By Beth Blacksin
The Illinois Resistance added to the 2018 blue wave by flipping two House seats. IL 6 and IL 14 were won by first-time Democratic candidates with 53% and 52% of the vote respectively.
IL 6, covering parts of the west and northern suburbs of Chicago, is overwhelmingly white, urban and educated. Though it has since been redistricted, IL 6 was represented by conservative darling Henry Hyde for 25 years. Hyde was, among other things, the author of the infamous Hyde Amendment, prohibiting use of federal funds for abortions. It now includes parts of Cook, DuPage, Lake, Kane and McHenry counties.
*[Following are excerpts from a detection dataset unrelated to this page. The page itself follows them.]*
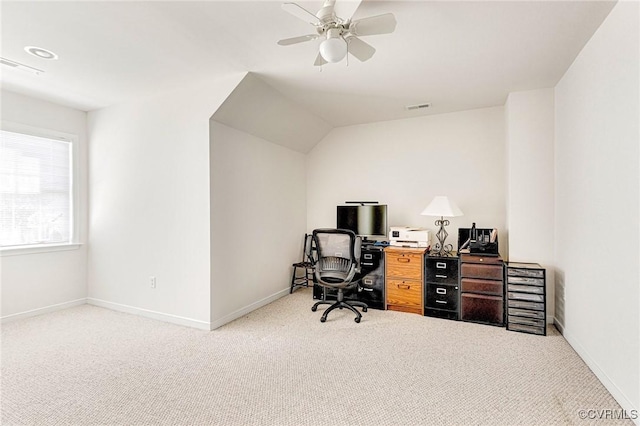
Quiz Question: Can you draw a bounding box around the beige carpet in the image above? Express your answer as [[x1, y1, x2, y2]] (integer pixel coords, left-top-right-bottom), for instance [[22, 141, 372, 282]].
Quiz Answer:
[[1, 289, 632, 425]]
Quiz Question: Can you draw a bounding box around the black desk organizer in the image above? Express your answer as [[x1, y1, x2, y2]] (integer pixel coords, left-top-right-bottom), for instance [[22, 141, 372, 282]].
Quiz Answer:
[[313, 245, 385, 310], [506, 262, 547, 336]]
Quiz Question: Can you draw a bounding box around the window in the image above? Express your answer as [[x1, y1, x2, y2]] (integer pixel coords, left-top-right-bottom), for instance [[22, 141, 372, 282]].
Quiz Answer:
[[0, 129, 74, 249]]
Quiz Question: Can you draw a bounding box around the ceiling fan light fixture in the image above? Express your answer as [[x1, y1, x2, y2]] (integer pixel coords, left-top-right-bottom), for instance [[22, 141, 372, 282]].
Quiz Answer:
[[320, 28, 347, 63]]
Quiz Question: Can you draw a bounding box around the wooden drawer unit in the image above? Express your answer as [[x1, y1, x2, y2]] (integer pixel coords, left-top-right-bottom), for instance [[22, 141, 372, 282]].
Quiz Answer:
[[387, 279, 422, 313], [424, 256, 460, 320], [384, 247, 426, 315], [506, 262, 547, 336], [460, 254, 505, 326]]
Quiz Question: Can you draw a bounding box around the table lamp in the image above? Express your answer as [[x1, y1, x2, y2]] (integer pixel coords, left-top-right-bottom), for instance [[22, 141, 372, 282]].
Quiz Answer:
[[420, 195, 464, 256]]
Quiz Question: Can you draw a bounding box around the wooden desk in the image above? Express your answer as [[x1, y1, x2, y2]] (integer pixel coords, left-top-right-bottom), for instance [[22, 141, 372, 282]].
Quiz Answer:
[[384, 246, 427, 315]]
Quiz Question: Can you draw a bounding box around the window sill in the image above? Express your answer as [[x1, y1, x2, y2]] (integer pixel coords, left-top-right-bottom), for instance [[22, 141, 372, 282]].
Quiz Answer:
[[0, 243, 82, 257]]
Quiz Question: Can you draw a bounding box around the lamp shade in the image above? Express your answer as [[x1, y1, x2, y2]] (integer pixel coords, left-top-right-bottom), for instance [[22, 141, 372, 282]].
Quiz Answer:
[[420, 195, 464, 217]]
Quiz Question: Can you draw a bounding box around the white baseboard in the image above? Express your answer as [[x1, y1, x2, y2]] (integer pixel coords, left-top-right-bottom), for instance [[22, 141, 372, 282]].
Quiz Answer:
[[553, 317, 564, 335], [561, 327, 640, 425], [2, 299, 87, 323], [87, 297, 211, 331], [211, 287, 290, 330]]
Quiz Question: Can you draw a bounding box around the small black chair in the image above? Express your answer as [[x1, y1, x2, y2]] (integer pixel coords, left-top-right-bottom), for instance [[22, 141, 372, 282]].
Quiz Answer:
[[311, 229, 368, 322], [289, 234, 314, 294]]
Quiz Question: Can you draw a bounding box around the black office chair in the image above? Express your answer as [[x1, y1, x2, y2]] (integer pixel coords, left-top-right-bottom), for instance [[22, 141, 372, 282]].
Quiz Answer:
[[311, 229, 368, 322], [289, 234, 314, 294]]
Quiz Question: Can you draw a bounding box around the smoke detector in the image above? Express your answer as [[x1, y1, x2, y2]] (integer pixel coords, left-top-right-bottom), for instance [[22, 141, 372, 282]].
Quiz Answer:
[[24, 46, 58, 60], [405, 102, 431, 111], [0, 58, 44, 75]]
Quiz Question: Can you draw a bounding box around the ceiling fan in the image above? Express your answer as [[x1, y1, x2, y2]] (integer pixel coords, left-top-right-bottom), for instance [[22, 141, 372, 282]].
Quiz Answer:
[[278, 0, 396, 66]]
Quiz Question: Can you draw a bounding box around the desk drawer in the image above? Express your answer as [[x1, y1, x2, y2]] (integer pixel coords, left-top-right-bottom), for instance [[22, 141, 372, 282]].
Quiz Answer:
[[507, 298, 544, 311], [508, 315, 544, 327], [460, 293, 504, 325], [387, 279, 422, 311], [425, 258, 458, 284], [507, 284, 544, 294], [425, 284, 459, 311], [508, 306, 544, 320], [507, 291, 544, 305], [460, 278, 503, 297], [460, 254, 504, 266], [386, 252, 423, 280], [507, 276, 544, 287], [461, 263, 502, 280], [507, 267, 544, 279]]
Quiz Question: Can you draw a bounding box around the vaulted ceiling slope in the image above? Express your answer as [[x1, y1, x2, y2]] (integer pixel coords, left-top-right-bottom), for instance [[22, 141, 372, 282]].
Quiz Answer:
[[212, 73, 333, 153], [1, 0, 614, 127]]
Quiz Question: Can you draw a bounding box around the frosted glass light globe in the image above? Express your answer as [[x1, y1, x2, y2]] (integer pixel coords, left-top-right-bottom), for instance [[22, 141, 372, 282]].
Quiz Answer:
[[320, 37, 347, 62]]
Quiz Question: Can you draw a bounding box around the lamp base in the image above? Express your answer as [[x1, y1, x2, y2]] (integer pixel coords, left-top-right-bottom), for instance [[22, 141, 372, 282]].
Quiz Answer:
[[429, 216, 453, 257]]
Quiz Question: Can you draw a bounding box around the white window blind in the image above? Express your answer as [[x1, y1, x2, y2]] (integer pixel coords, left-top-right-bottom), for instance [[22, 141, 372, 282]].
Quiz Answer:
[[0, 130, 74, 248]]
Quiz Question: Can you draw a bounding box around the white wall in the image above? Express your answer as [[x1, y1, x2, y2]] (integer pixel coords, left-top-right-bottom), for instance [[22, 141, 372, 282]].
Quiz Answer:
[[505, 89, 555, 322], [88, 75, 243, 329], [555, 2, 640, 416], [210, 120, 306, 327], [307, 107, 508, 256], [0, 91, 87, 318]]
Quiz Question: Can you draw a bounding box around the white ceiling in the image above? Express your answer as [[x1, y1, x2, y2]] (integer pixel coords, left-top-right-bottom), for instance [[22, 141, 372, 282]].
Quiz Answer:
[[0, 0, 614, 126]]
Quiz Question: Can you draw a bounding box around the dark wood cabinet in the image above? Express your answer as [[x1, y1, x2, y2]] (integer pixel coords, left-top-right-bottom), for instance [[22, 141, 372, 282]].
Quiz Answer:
[[460, 254, 504, 326], [424, 256, 460, 320]]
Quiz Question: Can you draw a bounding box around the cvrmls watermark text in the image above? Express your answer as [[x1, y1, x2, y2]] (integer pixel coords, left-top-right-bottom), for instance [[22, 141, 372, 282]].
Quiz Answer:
[[578, 408, 638, 420]]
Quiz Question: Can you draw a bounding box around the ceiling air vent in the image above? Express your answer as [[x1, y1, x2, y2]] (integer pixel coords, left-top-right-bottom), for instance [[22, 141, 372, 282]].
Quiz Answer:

The 2018 midterm election pitted first-time candidate Democrat Sean Casten, against Hyde’s successor, six-term incumbent Republican Peter Roskam, who won re-election by nearly 20 percentage points in 2016. Casten is a scientist and clean energy entrepreneur; passionate about the issue of climate change, while Roskam is a climate-change denier. Casten made health care a significant issue, opposing Roskam’s votes against the Affordable Care Act.
IL 14 is an exurb and rural, made up of parts of seven counties in the far western suburbs. It was represented by Republican Dennis Hastert from 1987 to 2007. Hastert was Speaker of the House from 1999 to 2007, the longest serving Republican Speaker in U.S. history. Although a Democrat won in IL 14 in 2008 after Hastert was indicted and left office, Republican Randy Hultgren regained the seat in 2011, and has held it since. President Trump praised Hultgren at a southern Illinois rally a few weeks ago.
First-time candidate Lauren Underwood took on Hultgren in the midterms. Underwood is an African American registered nurse, who served in the Obama administration as a senior adviser working on implementation of the Affordable Care Act (ACA). She decided to run against Hultgren after he voted against the ACA. Underwood is the first woman and the first African American to represent IL 14, a district that is 85% white, 12.2% Hispanic and only 2.9% African American.
These victories were achieved using several smart campaigning strategies:
1) Run as an authentic candidate
Each candidate won running as their authentic themselves, as both knowledgeable and passionate experts on the issues of their own work lives. Casten was effective in using his scientific background to underscore his passion for clean energy and argue against climate-change denial. Underwood is not only is a nurse and a health policy expert, but also has a preexisting heart condition. She was able to capture the imagination and commitment of voters using her own personal story. Although she did not run on a single-payer platform, her platform to expand the ACA was effective in garnering support.
2) Build strong coalitions and rely on grassroots organizing to expand the base
Both candidates built robust coalitions led by women that included strong labor participation (AFSCME, ANA, SEIU, Illinois Educational Association, Illinois Federation of Teachers, unions representing skilled trades, and others), Planned Parenthood, the Illinois Muslim Civic Coalition and many more, including religious, environmental and LGBT organizations. These organizations worked together to build strong campaigns, bring new people into the process and offer organizing skills building, including canvassing, texting/phone banking, use of social media and messaging. Swing Left, Indivisible, Moveon and other grassroots groups also provided people and other resources for these campaigns, including training about how to canvass, transportation out to the suburbs, social media networking and many postcard signing events.
One experienced organizer in IL 6 said that every canvass was good, and one was excellent when all of the people she spoke to said something like ‘I support Casten but I don’t know about my neighbors.’ Finally, she told the last person that everyone on the block supported Casten! A first-time canvasser in IL 14 said that traveled an hour and a half from her home, because she felt as if our democracy is fundamentally at stake in this election. This was her contribution, even though she ‘cannot stand’ canvassing, and already had been texting, signing post cards and attending fundraisers. As Underwood said, “we showed up, showed up, showed up, showed up.” (Interview, MSNBC, November 7, 2018).
3) Advocate justice and equity
To paraphrase Stacey Davis Gates, the policy director of the Chicago Teacher’s Union, the issues of access to health care, having fully resourced schools in every neighborhood and stopping gun violence and police misconduct are not “left issues,” but issues of justice. These campaigns demonstrated that when we use our skills to talk to people, and get them reengaged in imagining equity, we can win on these issues of justice (interview, The Ben Joravsky Show, November 1, 2018).